Call the month a sprint, call the day one story point, drink your coffee in the morning standing up and send burn-up/down reports to management. Done! You’re doing Agile now! But surprisingly you don’t deliver more results (maybe even less), your customers are not delighted and the team is pretty frustrated because of this “our-kinda-agile”.

What you should do?

Listen to your people carefully and understand their strengths and worries. Give them more freedom to deploy their strengths. Expect and understand that uncertainty and complexity are part of our world today and there’s no other way to deal with those things except trial and error or failing fast. Make people see the real result of their work and help them understand and visualize that it takes a whole team to create something valuable for the end customer. And yes, you may want to capitalize on the fact that there is an end customer who happens to pay our salaries. And they also pay for our coffee breaks and our gym subscription. So maybe you want to also talk about value-adding activities and waste. So next time when you have to spend two hours in a meaningless meeting at least you feel sorry for doing it. Or even better, you don’t go and do something more valuable with your time. Now, that’s a lot of common-sense advice, but how do you get there?

Agile is the journey

And like any journey, it starts with some preparation. People really need to understand Agile. I mean train them on Agile, I mean truly understand the meaning, the philosophy and the nuances of Agile. Clarify all the myths and understand and accept that there will be some constraints.
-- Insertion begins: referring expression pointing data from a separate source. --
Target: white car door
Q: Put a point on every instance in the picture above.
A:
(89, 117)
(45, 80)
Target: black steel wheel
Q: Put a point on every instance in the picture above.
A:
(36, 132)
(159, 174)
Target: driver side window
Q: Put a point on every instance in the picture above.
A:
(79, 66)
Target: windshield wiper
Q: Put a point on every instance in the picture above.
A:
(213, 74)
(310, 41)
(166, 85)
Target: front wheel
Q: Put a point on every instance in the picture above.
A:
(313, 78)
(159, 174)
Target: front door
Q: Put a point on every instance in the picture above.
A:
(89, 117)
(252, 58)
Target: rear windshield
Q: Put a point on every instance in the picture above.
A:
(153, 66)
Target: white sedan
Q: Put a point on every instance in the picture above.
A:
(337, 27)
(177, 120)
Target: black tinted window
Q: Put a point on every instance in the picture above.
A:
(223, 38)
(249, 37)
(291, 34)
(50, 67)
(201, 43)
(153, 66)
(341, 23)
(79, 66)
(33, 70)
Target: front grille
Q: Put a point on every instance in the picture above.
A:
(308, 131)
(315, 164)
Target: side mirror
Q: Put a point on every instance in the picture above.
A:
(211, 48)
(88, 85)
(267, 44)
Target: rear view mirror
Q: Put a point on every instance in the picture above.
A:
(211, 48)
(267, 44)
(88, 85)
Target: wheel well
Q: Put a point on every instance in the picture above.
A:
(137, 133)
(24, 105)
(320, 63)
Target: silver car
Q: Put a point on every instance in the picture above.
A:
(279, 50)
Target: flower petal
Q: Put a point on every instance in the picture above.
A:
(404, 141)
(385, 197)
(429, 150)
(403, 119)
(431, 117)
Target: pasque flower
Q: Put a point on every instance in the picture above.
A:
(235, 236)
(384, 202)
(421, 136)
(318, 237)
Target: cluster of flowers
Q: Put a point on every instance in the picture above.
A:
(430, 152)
Once the understanding is clear you have to practice it. Pick whatever practice or technique makes sense for you and use in real life. So how it’s done, what results you get and whether it was a good idea to implement it. And remember, Agile is about empirical processes which means they need practice.

Practicing it more and more will lead to something interesting. You will start to believe. And you believe in this way of thinking and working you will start to live Agile and it is in that moment you are agile. As I said, it’s a journey.